1] The credit derivative market helped to create "moral hazard" with regard to "junk" investments which are now subject to systemic risk with no viable insurance to back up the risk. Lets face it, there was a lot of "junk" investment going around in the last 5 years or so - not just mortgage deals but daft private equity deals too, and failing companies being bailed out with bank loans.

2] Some big players in this market are going to go bust and shed jobs.

3] The CDS market was probably propping up the daft investment strategies of a large number of big investment banks. Take that insurance away and the ability to continue to invest in daft ways goes too - many struggling companies may find they have cashflow problems once they can't insure their junk bonds.

4] It seems the investment banks were counting these derivatives as assets, allowing them to make loans against them. Another source of vanishing liquidity in that case.

5] Govermnents seem to like the idea of bailing out the players in this market - with our money.

Sackerson said...

Thanks ND asnd Anon - starting to get a hazy feel for it.
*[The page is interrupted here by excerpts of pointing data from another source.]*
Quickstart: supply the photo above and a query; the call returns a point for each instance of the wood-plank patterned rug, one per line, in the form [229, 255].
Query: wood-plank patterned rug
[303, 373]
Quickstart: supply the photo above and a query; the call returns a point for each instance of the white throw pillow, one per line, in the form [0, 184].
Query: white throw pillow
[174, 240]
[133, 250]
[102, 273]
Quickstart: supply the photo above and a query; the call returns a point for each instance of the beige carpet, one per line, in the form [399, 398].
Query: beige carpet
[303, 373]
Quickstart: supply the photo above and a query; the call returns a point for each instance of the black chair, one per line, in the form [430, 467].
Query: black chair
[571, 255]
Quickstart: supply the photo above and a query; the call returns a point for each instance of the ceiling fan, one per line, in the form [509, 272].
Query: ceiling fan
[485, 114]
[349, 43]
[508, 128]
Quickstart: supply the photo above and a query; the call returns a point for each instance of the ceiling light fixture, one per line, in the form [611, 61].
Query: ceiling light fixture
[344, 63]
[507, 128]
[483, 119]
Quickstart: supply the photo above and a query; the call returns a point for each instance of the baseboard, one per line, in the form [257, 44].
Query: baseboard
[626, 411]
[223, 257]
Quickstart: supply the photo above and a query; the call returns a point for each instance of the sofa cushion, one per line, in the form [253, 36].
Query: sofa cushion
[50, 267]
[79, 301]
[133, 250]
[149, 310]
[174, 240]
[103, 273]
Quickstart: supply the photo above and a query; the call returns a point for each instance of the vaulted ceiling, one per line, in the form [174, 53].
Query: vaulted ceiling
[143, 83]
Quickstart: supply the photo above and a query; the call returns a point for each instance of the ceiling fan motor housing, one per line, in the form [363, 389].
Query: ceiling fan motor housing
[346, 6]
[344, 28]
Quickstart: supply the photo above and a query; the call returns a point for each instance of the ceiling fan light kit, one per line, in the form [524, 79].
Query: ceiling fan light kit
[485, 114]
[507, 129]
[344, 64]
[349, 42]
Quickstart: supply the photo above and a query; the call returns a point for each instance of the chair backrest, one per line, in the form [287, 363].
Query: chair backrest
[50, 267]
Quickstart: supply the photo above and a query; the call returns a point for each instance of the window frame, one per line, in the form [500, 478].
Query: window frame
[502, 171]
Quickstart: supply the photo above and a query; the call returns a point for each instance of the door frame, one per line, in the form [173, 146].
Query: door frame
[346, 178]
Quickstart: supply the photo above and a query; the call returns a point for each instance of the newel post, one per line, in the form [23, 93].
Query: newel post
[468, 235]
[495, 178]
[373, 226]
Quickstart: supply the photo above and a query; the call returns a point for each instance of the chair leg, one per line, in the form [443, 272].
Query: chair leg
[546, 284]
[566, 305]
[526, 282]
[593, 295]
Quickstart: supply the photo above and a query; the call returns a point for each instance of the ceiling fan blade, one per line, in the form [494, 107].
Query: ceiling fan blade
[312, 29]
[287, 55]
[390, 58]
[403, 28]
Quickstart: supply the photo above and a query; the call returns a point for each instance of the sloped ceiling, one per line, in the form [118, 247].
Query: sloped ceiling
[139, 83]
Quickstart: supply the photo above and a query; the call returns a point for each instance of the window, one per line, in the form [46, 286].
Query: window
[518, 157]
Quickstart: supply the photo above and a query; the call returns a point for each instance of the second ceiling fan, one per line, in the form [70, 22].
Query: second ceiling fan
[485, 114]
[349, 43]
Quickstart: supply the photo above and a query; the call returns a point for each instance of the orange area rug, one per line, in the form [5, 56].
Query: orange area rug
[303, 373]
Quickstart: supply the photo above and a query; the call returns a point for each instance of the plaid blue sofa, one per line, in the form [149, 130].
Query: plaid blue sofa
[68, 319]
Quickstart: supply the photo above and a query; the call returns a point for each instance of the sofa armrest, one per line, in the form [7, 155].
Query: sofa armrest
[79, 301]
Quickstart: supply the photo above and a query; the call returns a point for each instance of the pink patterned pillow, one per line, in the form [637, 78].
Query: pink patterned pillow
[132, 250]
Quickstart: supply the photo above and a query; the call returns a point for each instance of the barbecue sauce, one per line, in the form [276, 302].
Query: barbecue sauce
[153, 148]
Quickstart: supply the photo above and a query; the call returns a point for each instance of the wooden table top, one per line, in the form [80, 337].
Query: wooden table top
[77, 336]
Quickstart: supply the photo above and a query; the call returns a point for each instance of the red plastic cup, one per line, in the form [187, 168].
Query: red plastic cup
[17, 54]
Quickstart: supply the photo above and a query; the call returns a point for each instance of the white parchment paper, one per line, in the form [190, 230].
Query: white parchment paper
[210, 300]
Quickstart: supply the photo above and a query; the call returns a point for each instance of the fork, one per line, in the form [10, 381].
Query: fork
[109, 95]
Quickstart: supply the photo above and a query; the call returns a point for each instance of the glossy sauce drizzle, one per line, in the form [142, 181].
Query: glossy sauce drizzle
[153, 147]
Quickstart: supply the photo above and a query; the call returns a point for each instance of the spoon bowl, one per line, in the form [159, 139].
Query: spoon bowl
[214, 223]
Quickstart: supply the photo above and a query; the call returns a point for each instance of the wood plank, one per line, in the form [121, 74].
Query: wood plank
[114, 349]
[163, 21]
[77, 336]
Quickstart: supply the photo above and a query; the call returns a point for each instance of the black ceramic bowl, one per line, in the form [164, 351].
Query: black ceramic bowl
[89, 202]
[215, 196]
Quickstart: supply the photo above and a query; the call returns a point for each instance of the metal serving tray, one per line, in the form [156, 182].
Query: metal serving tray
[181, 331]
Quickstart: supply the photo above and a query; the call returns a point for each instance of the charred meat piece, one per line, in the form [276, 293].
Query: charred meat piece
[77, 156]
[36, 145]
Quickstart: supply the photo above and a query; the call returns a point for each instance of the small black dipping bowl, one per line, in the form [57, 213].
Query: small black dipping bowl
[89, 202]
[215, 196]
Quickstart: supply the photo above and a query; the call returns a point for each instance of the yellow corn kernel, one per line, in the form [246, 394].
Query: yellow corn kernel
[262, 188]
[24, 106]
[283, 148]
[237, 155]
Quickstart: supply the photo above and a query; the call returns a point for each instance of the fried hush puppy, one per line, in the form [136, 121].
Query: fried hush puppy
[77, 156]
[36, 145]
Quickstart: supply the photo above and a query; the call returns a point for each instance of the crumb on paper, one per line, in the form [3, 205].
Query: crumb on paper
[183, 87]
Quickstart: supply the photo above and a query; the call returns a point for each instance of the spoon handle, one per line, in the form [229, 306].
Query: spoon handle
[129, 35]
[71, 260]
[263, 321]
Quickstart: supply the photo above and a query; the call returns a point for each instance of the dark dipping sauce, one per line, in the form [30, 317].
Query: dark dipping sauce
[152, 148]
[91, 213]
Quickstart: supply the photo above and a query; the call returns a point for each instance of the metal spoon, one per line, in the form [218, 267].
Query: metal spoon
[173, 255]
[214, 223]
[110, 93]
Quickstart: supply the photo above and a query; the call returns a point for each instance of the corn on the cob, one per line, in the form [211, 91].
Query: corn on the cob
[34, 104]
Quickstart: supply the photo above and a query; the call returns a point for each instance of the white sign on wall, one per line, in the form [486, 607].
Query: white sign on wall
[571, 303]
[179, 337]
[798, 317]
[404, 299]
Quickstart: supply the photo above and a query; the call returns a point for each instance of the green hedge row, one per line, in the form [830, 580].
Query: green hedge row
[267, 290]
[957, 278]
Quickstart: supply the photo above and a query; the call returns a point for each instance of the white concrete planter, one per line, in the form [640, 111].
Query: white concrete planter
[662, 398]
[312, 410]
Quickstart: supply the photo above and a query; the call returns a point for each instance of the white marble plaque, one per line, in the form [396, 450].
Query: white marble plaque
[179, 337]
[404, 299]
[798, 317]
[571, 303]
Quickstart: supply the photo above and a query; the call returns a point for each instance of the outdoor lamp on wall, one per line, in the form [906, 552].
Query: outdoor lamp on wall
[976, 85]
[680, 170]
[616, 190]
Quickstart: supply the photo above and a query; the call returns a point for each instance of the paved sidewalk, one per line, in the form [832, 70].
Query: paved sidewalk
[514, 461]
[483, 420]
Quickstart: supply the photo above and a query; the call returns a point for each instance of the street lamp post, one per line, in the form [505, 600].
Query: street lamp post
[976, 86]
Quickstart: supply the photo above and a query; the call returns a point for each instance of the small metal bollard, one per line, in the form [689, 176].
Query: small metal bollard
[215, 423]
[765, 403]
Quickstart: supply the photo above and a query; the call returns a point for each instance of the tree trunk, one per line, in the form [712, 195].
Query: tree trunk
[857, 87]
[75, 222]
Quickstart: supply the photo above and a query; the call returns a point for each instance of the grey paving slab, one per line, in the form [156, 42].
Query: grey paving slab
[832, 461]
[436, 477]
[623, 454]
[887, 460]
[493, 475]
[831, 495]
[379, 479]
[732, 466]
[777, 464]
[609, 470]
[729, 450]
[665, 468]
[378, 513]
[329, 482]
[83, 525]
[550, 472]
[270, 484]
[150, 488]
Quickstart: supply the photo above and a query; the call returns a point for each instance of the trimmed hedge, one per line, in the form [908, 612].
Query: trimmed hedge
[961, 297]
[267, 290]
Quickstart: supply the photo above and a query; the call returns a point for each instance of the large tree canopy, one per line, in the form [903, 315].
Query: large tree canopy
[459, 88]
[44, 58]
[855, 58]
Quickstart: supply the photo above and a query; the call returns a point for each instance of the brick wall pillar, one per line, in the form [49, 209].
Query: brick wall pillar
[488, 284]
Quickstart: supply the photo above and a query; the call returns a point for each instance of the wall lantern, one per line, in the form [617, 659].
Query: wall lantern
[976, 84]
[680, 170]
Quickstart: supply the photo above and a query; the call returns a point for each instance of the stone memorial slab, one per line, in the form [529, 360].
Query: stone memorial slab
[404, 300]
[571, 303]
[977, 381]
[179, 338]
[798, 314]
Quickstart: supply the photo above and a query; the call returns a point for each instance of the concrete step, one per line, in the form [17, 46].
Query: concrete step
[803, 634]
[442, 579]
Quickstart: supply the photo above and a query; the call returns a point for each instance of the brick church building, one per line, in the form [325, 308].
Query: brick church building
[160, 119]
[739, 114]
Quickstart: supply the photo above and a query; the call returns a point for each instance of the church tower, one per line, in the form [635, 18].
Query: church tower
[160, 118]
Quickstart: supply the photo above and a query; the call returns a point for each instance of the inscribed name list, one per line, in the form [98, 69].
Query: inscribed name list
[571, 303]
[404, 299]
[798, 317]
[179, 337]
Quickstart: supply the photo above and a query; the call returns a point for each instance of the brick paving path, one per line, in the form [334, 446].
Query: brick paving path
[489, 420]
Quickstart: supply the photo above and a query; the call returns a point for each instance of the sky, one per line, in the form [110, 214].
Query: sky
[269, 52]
From what you say, it seems like (a) the only thing real about this is the premiums paid, and (b) the fantasy world of derivatives has encouraged riskier investment strategies.

AntiCitizenOne said...

Does ANYONE online support the bailout?

Anonymous said...

I support the bailout on the grounds that a slowly deflating bubble is safer than a bursting bubble. There are too many Jeremiahs on the net that love the schadenfreude of their "told you so" predictions but actually have no other solutions than "do nothing" that would probably result in total collapse of the global economy maybe eventually global famine and world war.

There is a lot of pain to be had here, and it is best to spread it around until its nice and thin. Somebody said that we are playing jenga with the global economy. Problem is that if you remove an entire layer from the bottom of the Jenga tower then the tower collapses - that is the danger of letting the financial sector collapse. Ideally you want to replace the rotten Jenga blocks with something new - but that isn't a solution that can be taken in a short time.

The danger is that having used the printing of money as a "get out of jail free" card the Fed will simply go right ahead and blow up an even bigger bubble somewhere else.